Q: How has PSMA PET imaging impacted the diagnosis and management of prostate cancer in clinical practice?
PSMA imaging is impacting therapy in three types of patients. Number one, the patient who, at the time of biopsy has high-grade prostate cancer, and we want to do PSMA imaging to understand who has cancer that has already escaped the gland, and we need to modify their curative therapy with either better surgery or potentially changed radiation fields. The second place that PSMA imaging has impacted the field is in the setting of biochemical recurrence, where we can direct therapy appropriately once we see (the location of the) disease. We can do that much sooner now, maybe months to years before regular imaging would ever detect that cancer. The third place that PSMA imaging is impacting the field is to identify patients who are eligible for treatment with drugs like 177Lu-PSMA-617 (Pluvicto, Novartis), the radioligand-directed therapy. You have to have a positive PSMA scan to be able to get that therapy appropriately.
Q: Could you discuss the significance of using a multidisciplinary approach with PSMA-PET imaging?
The advance of PSMA imaging has put an emphasis on multidisciplinary care. We now have a new imaging agent that identifies cancer that has spread outside of the prostate or is now oligometastatic. Now we are seeing, for example, therapy that requires surgery to take out the primary prostate, but potentially radiation also with it for an oligometastatic disease patient. Then you have to put into the mix, "Well, how do you do hormonal therapy and chemotherapy in that setting?" All of a sudden, we're seeing the use of nuclear medicine and radiology driving decision-making that involves urologists, radiation oncologists, and medical oncologists.

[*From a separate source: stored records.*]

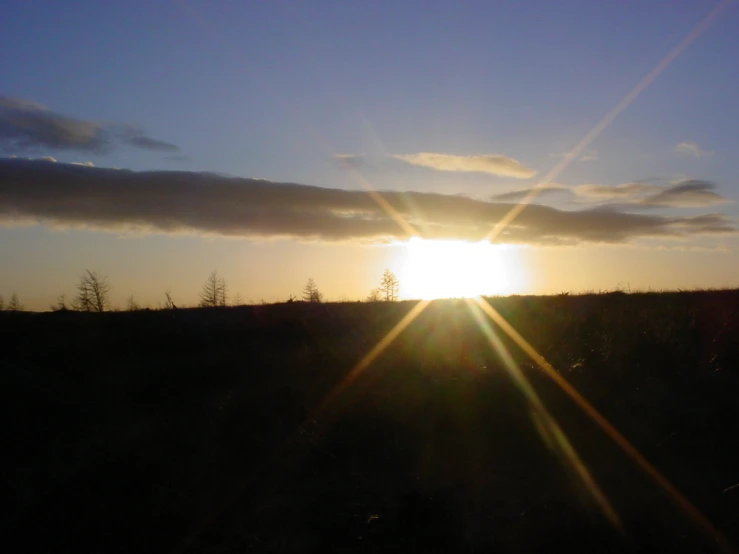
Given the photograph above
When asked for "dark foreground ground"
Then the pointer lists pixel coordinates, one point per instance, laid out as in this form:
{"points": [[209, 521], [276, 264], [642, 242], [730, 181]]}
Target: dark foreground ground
{"points": [[200, 430]]}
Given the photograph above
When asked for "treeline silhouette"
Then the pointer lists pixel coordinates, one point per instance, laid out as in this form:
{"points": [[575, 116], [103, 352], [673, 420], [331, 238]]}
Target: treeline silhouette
{"points": [[250, 430], [92, 294]]}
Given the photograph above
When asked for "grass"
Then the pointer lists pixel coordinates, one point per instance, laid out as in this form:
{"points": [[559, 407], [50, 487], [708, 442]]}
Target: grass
{"points": [[199, 430]]}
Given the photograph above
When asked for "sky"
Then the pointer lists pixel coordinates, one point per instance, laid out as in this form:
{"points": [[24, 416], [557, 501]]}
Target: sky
{"points": [[154, 142]]}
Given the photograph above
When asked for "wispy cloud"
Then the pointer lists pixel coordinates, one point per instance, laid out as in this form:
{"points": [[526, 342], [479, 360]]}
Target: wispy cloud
{"points": [[499, 165], [687, 193], [26, 126], [692, 149], [58, 194], [551, 190]]}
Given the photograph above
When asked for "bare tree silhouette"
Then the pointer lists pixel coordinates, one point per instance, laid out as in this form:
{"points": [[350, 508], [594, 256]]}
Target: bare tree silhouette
{"points": [[14, 305], [131, 304], [389, 286], [169, 303], [61, 304], [93, 293], [374, 296], [311, 292], [214, 292]]}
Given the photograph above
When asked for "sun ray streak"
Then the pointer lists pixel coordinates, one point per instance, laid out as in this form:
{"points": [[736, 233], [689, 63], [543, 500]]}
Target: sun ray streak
{"points": [[603, 423], [372, 355], [647, 80], [547, 425]]}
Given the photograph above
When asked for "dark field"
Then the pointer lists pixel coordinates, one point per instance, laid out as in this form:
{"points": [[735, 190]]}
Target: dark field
{"points": [[207, 431]]}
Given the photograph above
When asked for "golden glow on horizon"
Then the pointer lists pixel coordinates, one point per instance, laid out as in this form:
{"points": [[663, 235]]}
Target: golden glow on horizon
{"points": [[458, 269]]}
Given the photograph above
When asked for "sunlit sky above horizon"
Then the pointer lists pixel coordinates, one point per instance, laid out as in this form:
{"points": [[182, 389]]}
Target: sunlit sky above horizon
{"points": [[452, 107]]}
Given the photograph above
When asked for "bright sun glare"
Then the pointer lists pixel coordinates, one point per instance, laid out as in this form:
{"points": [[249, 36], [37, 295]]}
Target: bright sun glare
{"points": [[458, 269]]}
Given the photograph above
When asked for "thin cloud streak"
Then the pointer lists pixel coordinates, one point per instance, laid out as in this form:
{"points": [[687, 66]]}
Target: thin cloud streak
{"points": [[502, 166], [689, 193], [499, 165], [692, 149], [64, 195], [26, 126]]}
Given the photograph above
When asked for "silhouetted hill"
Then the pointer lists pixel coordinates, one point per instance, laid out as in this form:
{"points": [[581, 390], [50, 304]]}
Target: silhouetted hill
{"points": [[228, 430]]}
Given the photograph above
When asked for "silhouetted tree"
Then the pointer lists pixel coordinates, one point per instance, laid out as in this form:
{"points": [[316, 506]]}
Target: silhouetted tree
{"points": [[92, 293], [311, 292], [14, 305], [131, 304], [61, 304], [169, 303], [214, 291], [389, 286], [374, 296]]}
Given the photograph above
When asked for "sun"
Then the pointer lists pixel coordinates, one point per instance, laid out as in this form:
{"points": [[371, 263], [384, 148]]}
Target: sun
{"points": [[458, 269]]}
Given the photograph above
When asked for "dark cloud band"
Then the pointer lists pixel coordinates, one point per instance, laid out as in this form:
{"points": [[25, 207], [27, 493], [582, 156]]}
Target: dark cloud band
{"points": [[169, 202]]}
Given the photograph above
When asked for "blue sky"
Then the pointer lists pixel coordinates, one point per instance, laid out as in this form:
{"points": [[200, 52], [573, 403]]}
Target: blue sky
{"points": [[276, 90]]}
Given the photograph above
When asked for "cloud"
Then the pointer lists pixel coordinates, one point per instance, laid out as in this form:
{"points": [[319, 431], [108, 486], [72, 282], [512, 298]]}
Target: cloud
{"points": [[549, 191], [692, 193], [26, 126], [64, 195], [688, 193], [692, 149], [590, 155], [495, 165], [612, 192]]}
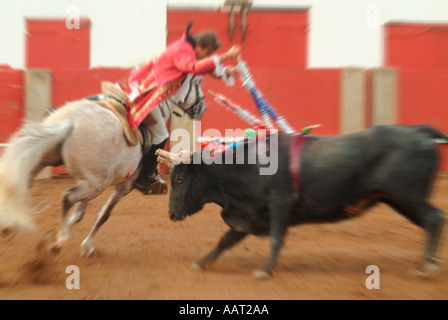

Q: Where do you see the PSMA-PET imaging paradigm in prostate cancer advancing to in the next 5 to 10 years?
I think what we're going to see over the next 5 to 10 years with PSMA imaging is to understand if identifying the cancer earlier changes outcomes. Or is it just an example of lead time bias in that we've identified the cancer earlier and we have to treat it. By treating it earlier, did we cure more people, or did we simply treat them longer and they're all now cured and living the same amount of time? That's going to be the great question over the next five to 10 years and what most academic folks who think about PSMA imaging and its impact on the field are wondering about.